Selasa, 28 Desember 2010

Susahnya hidup tanpa orangtua

Aku adalah seorang perempuan yang terlahir dari keluarga sederhana. Ibu ku hanyalah seorang Pegawai Negri Sipil,sedangkan ayah ku seorang pedagang Toko. Aku mempunyai seorang kakak laki-laki dan seorang kakak perempuan. Masa kecil dan remaja,aku habis kan di sebuah daerah dan merupakan tempat kelahiran ku kota Jambi. Sekarang aku telah meninggalkan kota tersebut,untuk melanjutkan pendidikan ku di salah satu perguruan tinggi di daerah Jawa Barat. Ini adalah impian ku sejak dulu, aku ingin merasakan hidup mandiri dan jauh dari kedua orang tua ku. Dan tak di sangka tuhan mengabulkan keinginanku,sekarang aku adalah seorang mahasiswi semester dua di salah satu perguruan tinggi swasta. Walaupun jurusan yang aku ambil bukan salah satu pilihan ku,tapi syukurlah aku bisa melewatinya. Padahal,dari dulu aku ingin sekali mengambil sekolah seni sesuai dengan hobby ku,yaitu melukis. Dan juga menjadi seorang guru seperti ibuku. Memang benar,kita hanya bisa berencana,tapi yang berhak memutuskan hanyalah Yang Maha Kuasa. Takdir ku hanyalah tuhan yang tahu.
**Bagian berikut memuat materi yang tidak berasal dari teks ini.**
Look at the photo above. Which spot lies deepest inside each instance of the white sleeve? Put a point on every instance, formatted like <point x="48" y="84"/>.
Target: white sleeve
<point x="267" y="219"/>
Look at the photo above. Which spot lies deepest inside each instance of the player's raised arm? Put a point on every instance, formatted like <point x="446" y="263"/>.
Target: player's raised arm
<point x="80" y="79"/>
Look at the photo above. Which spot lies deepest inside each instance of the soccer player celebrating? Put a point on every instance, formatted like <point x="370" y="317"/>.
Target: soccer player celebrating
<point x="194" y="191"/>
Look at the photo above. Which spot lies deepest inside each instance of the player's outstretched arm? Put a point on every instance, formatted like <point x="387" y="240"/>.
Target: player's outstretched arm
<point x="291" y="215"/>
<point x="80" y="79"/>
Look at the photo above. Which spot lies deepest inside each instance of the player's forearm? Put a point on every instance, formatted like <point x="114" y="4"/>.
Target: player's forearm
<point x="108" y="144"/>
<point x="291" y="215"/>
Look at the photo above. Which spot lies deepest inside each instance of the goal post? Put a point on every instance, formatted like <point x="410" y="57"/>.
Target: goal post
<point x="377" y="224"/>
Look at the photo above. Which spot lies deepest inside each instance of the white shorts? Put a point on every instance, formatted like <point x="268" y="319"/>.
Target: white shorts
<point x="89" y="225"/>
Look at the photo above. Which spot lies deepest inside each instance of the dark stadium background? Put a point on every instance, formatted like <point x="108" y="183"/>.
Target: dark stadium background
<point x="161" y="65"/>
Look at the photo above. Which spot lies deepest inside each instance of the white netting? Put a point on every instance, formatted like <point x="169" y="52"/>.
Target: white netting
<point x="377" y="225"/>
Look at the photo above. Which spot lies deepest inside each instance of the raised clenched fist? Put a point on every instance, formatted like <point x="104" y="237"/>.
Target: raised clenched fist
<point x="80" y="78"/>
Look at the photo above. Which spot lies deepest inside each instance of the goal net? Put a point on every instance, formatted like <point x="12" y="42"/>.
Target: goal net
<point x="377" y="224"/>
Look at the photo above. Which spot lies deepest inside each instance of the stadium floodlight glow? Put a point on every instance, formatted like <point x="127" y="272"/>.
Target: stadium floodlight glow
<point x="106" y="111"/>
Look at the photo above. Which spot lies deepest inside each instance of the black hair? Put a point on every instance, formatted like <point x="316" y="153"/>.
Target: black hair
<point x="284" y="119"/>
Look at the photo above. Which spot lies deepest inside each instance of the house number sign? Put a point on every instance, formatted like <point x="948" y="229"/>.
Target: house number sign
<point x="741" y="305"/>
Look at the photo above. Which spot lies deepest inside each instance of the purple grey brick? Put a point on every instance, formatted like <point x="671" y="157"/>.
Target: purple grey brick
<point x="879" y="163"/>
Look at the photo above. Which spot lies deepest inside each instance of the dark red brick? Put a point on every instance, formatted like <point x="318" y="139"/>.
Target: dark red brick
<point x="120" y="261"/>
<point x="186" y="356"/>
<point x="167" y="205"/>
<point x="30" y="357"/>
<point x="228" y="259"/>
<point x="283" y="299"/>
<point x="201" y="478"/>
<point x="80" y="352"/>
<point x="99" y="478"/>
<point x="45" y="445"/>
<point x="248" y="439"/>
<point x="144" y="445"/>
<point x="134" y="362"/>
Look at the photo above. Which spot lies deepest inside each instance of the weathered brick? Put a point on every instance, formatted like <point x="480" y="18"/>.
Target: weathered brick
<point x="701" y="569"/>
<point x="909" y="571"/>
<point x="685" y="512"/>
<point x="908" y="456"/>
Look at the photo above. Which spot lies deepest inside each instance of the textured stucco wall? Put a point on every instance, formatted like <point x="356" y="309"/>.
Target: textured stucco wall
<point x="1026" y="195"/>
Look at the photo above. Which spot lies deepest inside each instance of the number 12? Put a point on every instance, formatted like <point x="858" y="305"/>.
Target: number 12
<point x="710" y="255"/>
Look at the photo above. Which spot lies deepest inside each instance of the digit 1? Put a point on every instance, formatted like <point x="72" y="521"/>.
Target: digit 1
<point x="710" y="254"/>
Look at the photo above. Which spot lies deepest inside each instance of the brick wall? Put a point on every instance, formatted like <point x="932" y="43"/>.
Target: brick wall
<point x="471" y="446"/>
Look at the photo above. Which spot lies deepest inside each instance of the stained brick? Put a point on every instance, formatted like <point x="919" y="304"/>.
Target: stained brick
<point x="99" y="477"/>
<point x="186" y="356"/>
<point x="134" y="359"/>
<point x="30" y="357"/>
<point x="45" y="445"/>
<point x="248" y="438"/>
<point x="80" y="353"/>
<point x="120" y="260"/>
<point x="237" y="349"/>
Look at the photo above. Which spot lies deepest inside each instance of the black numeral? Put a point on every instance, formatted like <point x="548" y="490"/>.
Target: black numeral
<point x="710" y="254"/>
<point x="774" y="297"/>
Di perantauan ini aku tinggal bersama tante ku,adik dari ibuku. Tante Uni namanya. Dia juga ikut membiayai kuliah ku,karena secara materi orang tuaku tak mampu membiayai kuliah ku. Factor biaya yang mengharuskan aku tinggal bersama tante Uni,lagi pula sejak dulu tante Uni sudah mengharapkan aku untuk tinggal bersamanya. Ya begitulah,aku tidak bisa menolak amanah ibuku untuk tinggal bersamanya.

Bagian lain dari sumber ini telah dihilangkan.